The hunt begins this week among myriad interests at the Minnesota Legislature for a piece of the $900 million Minnesota budget surplus projected for the remainder of the fiscal biennium through June 2017.
The Minnesota Chamber of Commerce will focus on legislation that would lower state business property taxes and increase transportation funding without a gas-tax hike. The Republican-tilting chamber also wants the research-and-development tax credit increased in a state that ranks in the top 10 nationally for R & D investment and bioscience-related patents.
The chamber, among other business-friendly measures, also wants Minnesota to raise from $2 million to $5.4 million the amount that is exempt from state estate taxes, conforming to federal level.
Minnesota has a diversified, job-growing economy that has outperformed neighboring states since the Great Recession, a very low seasonally adjusted 3.5-percent unemployment rate, a high business-formation rate and among the highest state-workforce participation rates.
President Doug Loon said last week that adapting the chamber's tax strategies will increase state competitiveness, performance and prosperity.
The chamber has published a 31-page "business benchmarks" booklet and will announce its priorities at an event Tuesday.
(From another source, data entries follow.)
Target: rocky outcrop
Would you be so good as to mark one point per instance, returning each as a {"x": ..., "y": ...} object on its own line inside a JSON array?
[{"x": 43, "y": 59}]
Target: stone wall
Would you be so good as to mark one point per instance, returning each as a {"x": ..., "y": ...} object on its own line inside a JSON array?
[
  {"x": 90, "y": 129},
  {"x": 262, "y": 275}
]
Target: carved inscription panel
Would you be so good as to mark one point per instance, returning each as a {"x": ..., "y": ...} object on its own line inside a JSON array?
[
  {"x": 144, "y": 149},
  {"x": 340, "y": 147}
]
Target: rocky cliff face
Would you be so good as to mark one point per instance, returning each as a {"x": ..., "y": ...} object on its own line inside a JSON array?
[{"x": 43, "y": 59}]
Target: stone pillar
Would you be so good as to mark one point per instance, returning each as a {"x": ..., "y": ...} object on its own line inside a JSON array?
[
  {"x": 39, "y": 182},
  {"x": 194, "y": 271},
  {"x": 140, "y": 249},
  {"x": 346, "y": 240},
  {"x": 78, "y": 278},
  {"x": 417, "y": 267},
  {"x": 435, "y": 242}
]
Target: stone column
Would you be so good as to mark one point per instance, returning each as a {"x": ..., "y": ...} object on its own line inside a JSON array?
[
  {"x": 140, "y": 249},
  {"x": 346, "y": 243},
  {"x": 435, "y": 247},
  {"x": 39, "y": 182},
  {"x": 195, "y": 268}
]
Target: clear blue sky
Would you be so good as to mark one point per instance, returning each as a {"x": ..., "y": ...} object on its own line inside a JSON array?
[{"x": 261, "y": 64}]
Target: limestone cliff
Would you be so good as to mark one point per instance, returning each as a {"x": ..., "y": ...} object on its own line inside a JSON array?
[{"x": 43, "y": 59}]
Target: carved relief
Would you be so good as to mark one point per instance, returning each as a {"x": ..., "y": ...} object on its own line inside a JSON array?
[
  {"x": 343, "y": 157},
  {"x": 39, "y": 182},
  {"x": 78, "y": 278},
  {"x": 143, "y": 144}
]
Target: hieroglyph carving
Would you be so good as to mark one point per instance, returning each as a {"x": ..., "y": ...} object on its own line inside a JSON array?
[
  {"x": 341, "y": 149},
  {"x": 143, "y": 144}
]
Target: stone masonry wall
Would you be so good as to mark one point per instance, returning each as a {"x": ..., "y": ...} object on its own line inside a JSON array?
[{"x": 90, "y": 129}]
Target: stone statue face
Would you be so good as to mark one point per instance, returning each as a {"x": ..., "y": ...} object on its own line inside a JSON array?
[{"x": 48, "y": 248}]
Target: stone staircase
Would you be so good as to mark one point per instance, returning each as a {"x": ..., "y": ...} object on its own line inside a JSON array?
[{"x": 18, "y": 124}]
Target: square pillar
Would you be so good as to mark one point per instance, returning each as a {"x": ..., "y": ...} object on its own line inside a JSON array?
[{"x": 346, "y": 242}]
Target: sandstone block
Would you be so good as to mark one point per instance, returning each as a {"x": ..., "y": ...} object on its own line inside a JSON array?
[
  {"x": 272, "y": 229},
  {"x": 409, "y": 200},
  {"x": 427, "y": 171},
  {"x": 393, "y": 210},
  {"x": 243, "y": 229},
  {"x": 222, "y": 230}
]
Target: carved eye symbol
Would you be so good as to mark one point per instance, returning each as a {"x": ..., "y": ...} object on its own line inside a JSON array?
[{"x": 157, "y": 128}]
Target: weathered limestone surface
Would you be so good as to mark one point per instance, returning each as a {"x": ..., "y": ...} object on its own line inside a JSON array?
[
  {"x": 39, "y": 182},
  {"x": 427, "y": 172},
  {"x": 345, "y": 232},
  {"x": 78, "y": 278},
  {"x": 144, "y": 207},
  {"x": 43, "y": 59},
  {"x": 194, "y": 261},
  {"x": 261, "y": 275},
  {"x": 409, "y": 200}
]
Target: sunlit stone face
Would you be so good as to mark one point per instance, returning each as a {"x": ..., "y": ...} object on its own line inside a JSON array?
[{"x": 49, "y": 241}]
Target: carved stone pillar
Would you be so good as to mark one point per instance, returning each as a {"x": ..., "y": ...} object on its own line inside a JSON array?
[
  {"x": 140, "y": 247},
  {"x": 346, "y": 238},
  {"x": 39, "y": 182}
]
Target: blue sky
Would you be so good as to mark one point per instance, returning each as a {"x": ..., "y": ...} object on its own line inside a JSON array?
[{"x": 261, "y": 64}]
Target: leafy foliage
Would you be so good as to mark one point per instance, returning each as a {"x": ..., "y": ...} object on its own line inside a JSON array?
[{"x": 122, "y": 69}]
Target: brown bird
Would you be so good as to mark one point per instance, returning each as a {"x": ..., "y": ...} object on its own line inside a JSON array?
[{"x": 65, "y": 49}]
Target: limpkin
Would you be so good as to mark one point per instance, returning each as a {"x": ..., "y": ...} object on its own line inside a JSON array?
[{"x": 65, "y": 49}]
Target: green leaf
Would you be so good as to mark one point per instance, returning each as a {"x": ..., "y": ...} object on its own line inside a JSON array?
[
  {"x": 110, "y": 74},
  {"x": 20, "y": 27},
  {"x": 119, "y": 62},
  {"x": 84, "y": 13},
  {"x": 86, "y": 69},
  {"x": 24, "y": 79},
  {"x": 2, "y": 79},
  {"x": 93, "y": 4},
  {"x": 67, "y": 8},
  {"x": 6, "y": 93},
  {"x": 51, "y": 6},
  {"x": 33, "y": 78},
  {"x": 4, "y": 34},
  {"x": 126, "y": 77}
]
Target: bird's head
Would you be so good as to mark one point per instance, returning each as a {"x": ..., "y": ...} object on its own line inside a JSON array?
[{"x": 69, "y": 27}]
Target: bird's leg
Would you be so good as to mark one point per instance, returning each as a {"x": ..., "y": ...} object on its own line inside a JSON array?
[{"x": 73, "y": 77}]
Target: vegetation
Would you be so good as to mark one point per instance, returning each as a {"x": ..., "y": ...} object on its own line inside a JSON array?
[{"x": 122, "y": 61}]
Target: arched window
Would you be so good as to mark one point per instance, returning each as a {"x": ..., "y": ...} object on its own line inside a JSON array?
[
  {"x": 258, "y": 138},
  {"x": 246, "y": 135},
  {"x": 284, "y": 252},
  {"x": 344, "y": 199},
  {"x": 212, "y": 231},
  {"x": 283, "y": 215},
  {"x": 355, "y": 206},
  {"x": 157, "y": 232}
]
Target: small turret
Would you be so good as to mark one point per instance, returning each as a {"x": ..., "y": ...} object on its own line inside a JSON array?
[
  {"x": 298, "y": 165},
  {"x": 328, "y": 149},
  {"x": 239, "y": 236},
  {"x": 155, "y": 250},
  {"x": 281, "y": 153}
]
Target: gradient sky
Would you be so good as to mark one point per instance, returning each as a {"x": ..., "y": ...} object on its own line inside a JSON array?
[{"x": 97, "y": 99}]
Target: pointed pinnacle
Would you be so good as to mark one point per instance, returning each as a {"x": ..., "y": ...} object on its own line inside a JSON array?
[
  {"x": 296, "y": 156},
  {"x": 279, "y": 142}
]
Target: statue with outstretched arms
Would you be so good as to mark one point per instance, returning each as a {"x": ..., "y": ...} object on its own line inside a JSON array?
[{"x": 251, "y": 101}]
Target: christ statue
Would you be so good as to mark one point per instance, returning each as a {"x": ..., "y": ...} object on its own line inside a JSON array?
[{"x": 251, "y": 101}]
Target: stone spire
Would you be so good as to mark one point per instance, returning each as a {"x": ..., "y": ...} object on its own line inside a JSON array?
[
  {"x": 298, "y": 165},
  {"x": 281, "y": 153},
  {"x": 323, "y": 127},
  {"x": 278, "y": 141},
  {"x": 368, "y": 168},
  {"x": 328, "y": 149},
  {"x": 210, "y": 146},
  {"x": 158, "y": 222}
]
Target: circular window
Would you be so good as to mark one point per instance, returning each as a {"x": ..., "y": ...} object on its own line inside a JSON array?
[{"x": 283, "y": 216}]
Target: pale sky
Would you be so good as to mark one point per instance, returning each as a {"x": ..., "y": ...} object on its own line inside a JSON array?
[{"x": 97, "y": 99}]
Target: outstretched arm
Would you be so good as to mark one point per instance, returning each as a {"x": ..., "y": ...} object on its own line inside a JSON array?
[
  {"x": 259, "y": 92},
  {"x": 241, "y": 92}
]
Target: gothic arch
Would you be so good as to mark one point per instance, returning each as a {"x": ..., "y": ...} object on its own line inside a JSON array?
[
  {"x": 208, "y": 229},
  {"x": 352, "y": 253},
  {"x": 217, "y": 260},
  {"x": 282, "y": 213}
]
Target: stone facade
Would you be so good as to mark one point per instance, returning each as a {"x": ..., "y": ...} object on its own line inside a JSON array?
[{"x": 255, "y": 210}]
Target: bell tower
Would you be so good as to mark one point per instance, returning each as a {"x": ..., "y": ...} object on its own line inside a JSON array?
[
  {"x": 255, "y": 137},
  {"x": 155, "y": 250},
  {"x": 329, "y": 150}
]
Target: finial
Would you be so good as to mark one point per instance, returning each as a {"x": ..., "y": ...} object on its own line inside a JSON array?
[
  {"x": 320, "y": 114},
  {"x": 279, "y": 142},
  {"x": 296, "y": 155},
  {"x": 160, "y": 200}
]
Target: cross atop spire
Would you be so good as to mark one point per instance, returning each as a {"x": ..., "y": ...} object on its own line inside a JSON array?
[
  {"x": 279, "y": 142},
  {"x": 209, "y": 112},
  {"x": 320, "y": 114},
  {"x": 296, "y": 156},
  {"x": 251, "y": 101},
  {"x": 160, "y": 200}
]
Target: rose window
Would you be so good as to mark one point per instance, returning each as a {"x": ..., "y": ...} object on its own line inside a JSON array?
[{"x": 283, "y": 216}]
It generally holds that Minnesota business is overtaxed and the state is failing to maintain infrastructure or produce a next-generation workforce.
Gov. Mark Dayton said the chamber gave the state's business climate unfairly low grades and referred to the report as a "hatchet job," even though the chamber made some positive findings about high patent issuance, technology innovation and otherwise. The tenor-was critical-to-cautionary.
"There is good news in here," Loon said. "We recognize the areas we do well. We want to protect that. Minnesota businesses are reinvesting and adding employees."